But in trying to do that, it demonstrates something else: the most popular content on Facebook is often terrible, recycled generic memes.
It’s not necessarily surprising that reposting already popular memes is getting views on Facebook, but “it’s imperative to monitor where the attention gathered from this content is directed” to catch attempts to direct that attention to fraud, extremism and misinformation, says Karan Lala, a fellow and managing editor at the Integrity Institute, an organization founded by former employees of Facebook’s integrity team to research and advise the public about the inner workings of social media platforms. Lala recently published a study on the spam economy on Facebook.
The top 20 posts by Facebook views in the latest report are overwhelmingly reposted memes that were originally created for other platforms. Many of the pages responsible for them belong to viral Instagram accounts with names like Ideas365 or Factsdailyy. There are two meme reposts in support of Johnny Depp on the list, with nearly 100 million views between them. Two of the top 20 most viewed posts are not listed in the report because Meta removed them for violating its intellectual property policies or inauthentic behavior.
The main issue here isn’t necessarily one of safety: Facebook’s most popular content feels more like boom bait than something designed to attract engagement from the younger audience Meta is courting. But as Lala points out, relatively benign meme accounts and potentially harmful accounts that post memes to draw attention to somewhere in particular are hard to distinguish on the surface.
Ideas365 and Factsdailyy initially seem similar: both are meme accounts on Instagram that get massive amounts of views on Facebook. They each post about half a dozen short videos a day. Their content is general. But upon closer inspection, Lala noted some key differences: Factsdailyy’s bio includes contact information, and each post credits the source of the meme it’s reposting. At a glance, this account is probably just a regular old meme account.
In contrast, Ideas365—the page that posted Family feud video at the top of Facebook’s most-viewed list this quarter — driving traffic to a site selling courses to make money selling stuff on Amazon. Although the account credits the source of some memes, it uses the attention those memes attract to promote questionable services. His featured stories advertise a “mentorship” program that promises to teach students how to create automated Instagram accounts for profit. “The user behind the account mentions that he owns over 250 themed Instagram pages and earns ‘hundreds of thousands a month’ from his phone. It’s also full of show-off videos of the user’s many luxury cars,” Lala added.

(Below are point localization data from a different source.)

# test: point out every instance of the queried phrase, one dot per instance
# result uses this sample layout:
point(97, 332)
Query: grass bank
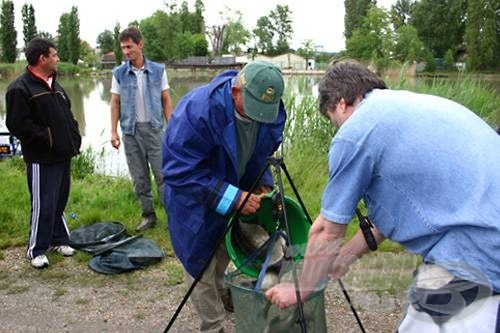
point(96, 198)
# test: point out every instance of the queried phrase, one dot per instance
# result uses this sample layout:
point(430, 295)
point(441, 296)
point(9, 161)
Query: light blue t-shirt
point(429, 172)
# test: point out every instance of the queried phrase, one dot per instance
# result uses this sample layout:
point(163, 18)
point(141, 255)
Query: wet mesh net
point(253, 313)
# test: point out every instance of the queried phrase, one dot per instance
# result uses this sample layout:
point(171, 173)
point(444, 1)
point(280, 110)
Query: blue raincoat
point(200, 168)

Of course, there’s nothing wrong with being a spam meme page. The harm here isn’t that the account uses short Meta videos to get people to sign up for an expensive course, Lala says: “As election season approaches, it’s important to note that this attention can be just as easily targeted to misinformation or other harm using such tactics. Last year, the MIT Technology Review revealed the extent to which global content farms are adept at using Meta’s proprietary incentive structures to profit directly from popular content, whether it’s celebrity breakup memes or disinformation about a controversial issue.
Meta also provides data on the most viewed external links and domains. In that report, five of the top 20 links were removed for inauthentic behavior (the top link was, of course, to TikTok). And the list of the most widely viewed domains — perhaps the part of this report designed to counter CrowdTangle’s data most directly — shows a mix of competitors like YouTube and TikTok, major news sites and GoFundMe.